The strongest reaction was that the document confuses speeding up output with building a real business. People broadly accepted that AI has made prototyping, copy generation, research, and certain operational tasks much cheaper. They did not buy the implied leap from faster production to easier company-building. The recurring point was that distribution, credibility, customer access, and
product-market fit are still the bottlenecks, and AI may even worsen them by flooding markets with more lookalike products and more automated outreach.
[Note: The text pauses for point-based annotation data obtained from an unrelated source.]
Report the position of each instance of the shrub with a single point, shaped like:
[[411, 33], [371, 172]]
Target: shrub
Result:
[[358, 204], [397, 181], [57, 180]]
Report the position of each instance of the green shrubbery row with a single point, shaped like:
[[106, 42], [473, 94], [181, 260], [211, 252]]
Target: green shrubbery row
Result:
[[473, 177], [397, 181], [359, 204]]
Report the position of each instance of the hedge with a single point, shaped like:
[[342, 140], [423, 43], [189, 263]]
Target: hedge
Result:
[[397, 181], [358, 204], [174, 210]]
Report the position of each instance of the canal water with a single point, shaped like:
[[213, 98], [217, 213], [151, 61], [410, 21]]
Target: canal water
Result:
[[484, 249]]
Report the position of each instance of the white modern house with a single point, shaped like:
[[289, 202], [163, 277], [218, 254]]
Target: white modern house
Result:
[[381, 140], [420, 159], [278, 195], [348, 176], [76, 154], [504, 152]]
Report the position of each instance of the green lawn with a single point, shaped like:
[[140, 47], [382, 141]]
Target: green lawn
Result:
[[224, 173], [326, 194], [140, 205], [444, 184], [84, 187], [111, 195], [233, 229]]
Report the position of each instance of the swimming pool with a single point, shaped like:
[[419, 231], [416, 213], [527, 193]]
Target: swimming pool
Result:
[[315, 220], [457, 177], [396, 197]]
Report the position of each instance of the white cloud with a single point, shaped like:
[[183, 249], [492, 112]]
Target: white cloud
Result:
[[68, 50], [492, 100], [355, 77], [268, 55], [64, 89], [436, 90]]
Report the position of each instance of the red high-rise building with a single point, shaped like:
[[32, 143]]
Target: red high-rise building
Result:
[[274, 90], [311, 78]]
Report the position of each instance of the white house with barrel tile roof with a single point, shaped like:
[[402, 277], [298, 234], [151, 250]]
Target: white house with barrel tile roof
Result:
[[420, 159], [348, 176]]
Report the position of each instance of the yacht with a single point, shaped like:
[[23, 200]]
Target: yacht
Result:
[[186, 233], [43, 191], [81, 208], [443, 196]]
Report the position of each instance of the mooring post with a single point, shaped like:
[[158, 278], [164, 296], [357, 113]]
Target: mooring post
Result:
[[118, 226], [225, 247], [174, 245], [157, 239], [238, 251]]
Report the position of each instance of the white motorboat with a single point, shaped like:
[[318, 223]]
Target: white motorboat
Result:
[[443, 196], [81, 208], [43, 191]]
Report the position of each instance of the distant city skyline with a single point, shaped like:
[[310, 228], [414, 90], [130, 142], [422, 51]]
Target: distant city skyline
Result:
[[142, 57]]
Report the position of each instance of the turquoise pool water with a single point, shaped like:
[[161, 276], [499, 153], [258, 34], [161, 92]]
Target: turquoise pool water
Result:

Several readers called out the especially thin
go-to-market advice, arguing that
SEO, audience-building, sales relationships, and trust still compound over time and cannot be compressed into an afternoon by prompting Claude.
A second theme was platform risk and incentives. Anthropic is telling people to build businesses on top of its stack while also competing for the same AI-driven value pool. That made the guide sound less like neutral advice and more like a vendor trying to increase
token consumption and ecosystem dependence. For founders outside the US, that concern expanded into geopolitical and platform risk. If your product, workflow, or margins depend on one US model provider, policy shocks or access changes can wipe out the business.
There was still a real signal underneath the cynicism. A number of comments agreed that AI genuinely changes who gets to make software and internal tools. It lowers the cost of building niche products, solo workflows, and small-business automation that were never worth staffing before. That is a different opportunity from the billion-dollar startup fantasy in the PDF. The credible use case is not “Claude makes founding easy.” It is that AI makes more low-scale software and workflow customization economically possible. Even people sympathetic to the shift kept drawing the same line: use AI as leverage, but do not confuse generated artifacts with validated demand or a durable moat.